Peter Leese is the co-editor of Migrant Emotions: Inclusion and Exclusion in Transnational Spaces, recently published by Liverpool University Press. Here, he writes of two exhibitions at the Venice Biennale that complement his work as a cultural historian in expanding the migration studies debate.
A vast dark room. Two parallel strip lights outline the rectangle of the ceiling. On the floor a black shiny pool creates another rectangle. Look closer and the pool shimmers into an ink reservoir. From its shallows rise sticks, dozens: they support a large tabletop. Reams of white pages with sparse black print fill it from edge to edge.

I visited Archie Moore’s kith and kin, Australia’s Pavilion at the 2024 Venice Biennale, in October. Names of the artist’s family and ancestors, drawn on the black walls in white chalk, spider up onto the ceiling. Hundreds of thousands of names, each inside a small speech bubble. Their crowded presence pitches me back in time 65,000 years towards the beginnings of Indigenous Australian civilization. The thousands of pages on the table name the Indigenous Australians who died in the penal system. Some of them died in the nineteenth century; shockingly, most in the twenty-first century.

Moore’s kith and kin installation is difficult to forget. Weeks later I still see its fragments. They bring to my mind displacement among peoples who did not move, but who were nevertheless forcibly displaced by the invasion and desecration of their ancestral lands. ‘Diaspora, Dispossession and Refugees in our own Land: An Australian Indigenous Wiradjuri View’ is Robyn Heckenberg’s chapter in Migrant Emotions: inclusion and exclusion in transnational spaces published by Liverpool University Press in September 2024. With co-editors Sonia Cancian and Soňa Mikulová, we expand the migration studies debate by focusing on the emotions of those who move as well as on the emotions of those who observe migrants.
Robyn Heckenberg’s research is characteristic of the diversity in Migrant Emotions. Our contributors write not only about Indigenous Australia, but also about the Asia-Pacific region, Africa, and global connections to Europe. Their disciplinary approaches include legal, health and cultural studies, history, and anthropology. Our collection spotlights a wider range of migrant emotions: feelings of belonging and rejection among Hong Kong dependent visa holders; the acute distress of child migrants in the Republic of Ireland; fear, shame and anger surrounding Indonesian noise conflict in rural Japan. Migrant Emotions also shows how feelings act in the world: distress spurs action in dangerous situations; friendship and loyalty aid self-preservation.
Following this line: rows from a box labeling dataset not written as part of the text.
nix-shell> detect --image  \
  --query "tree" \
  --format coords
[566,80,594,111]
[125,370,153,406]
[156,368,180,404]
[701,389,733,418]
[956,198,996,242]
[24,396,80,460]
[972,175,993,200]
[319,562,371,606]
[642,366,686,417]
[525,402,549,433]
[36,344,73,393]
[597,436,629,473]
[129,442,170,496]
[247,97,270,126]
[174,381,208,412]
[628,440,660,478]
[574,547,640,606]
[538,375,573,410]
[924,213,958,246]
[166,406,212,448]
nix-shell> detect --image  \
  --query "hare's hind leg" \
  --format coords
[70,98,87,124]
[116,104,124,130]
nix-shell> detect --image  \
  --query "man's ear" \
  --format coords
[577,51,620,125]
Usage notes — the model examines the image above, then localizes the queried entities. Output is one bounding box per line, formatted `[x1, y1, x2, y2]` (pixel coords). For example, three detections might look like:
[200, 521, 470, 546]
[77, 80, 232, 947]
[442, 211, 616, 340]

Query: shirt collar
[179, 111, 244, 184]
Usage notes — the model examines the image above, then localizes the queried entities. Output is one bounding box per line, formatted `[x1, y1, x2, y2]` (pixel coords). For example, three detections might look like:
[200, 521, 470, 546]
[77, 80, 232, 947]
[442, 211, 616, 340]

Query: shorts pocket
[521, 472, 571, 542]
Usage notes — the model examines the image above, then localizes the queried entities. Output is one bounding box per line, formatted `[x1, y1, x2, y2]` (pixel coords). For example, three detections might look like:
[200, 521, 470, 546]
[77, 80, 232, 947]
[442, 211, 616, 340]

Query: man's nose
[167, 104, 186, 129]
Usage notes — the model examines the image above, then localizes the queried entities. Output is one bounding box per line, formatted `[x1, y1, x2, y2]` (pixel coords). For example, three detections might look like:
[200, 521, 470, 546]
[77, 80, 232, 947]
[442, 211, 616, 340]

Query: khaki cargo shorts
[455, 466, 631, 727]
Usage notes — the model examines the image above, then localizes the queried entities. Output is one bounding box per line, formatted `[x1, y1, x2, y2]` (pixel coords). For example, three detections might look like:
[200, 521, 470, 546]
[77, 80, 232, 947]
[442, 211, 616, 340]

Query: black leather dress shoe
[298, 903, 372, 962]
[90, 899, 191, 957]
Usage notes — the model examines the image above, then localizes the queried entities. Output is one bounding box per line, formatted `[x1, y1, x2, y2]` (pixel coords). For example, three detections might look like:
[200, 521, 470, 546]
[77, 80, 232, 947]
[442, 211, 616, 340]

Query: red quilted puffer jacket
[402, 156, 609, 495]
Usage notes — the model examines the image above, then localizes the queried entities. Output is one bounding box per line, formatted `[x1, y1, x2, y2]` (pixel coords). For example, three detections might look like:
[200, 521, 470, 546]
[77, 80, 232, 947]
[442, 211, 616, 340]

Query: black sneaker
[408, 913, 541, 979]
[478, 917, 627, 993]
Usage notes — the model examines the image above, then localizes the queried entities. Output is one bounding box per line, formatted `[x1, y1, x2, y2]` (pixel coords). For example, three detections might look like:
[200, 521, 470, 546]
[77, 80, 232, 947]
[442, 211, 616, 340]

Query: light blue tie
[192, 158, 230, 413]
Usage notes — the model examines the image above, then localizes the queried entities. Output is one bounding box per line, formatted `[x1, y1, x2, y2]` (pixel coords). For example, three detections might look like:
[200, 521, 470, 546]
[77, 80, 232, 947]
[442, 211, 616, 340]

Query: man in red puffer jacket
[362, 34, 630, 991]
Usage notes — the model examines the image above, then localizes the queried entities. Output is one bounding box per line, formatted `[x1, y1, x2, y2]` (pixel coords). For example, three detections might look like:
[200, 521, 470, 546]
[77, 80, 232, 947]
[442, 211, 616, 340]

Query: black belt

A cramped apartment: dim sitting room, bedroom, and kitchen, lit only by warm glow pooling under several lampshades. Water flickers across crumpled bedsheets over a straw-stuffed bed. Birch trunks grow out of kitchen cupboards. Three old TV screens project scrublands from outside into this interior, inhabited only by voices. They recall scenes of arrests and beatings. A sewing machine unexpectedly whirs – a machine gun.

The Bulgarian political prisoners interned in camps after World War Two until the early 1960s. The Muslim, Roma and Turkish minorities netted by the system in the 1980s. The Neighbours. Ours.

I met them at the Bulgarian Pavilion of the Venice Biennale, hosted by Krasimira Butseva, Julian Cherherian and Lilia Topouzova – a team of scholar-artists. Traumatic memory is so hard to picture. That’s why as a cultural historian I tried to do exactly that. My book Migrant Representations: life story, investigation, picture (Liverpool University Press, 2022) traces – from the late eighteenth century into the early twenty-first – how migrants have represented themselves and how they have been represented by others.
About a quarter of my book covers the same timespan as The Neighbours: the post-Second World War era. War era. The themes run in parallel. When migrants tell life stories, they remember mixed despair and hope, ambiguities of fear and friendship. Mary Saxby (1738-1801) speaks of homelessness and the struggle to feed her children. Charlie Chaplin (1889-1977) remembers his first disastrous Vaudeville tour in America. Lithuania haunts Jonas Mekas (1922-2019), long after he was forced to live abroad near the end of the Second World War. Such stories mirror the tricky exchanges between event and memory. They also highlight failures of understanding between host societies and their migrant subjects.
kith and kin and The Neighbours complement – as research-based visual practice – the written investigation of Migrant Emotions and Migrant Representations. Thanks to these two installations I reflect on my own work as a cultural historian, artist, author and editor. Small stories illuminate migrants’ predicaments and reveal their entanglements in power structures. Words, objects and images evoke intricacies of readings and misreadings. Chalked ancestral names, documented and undocumented lives and deaths, interviews broadcast by obsolete radios – they all call for our solidarity and attention.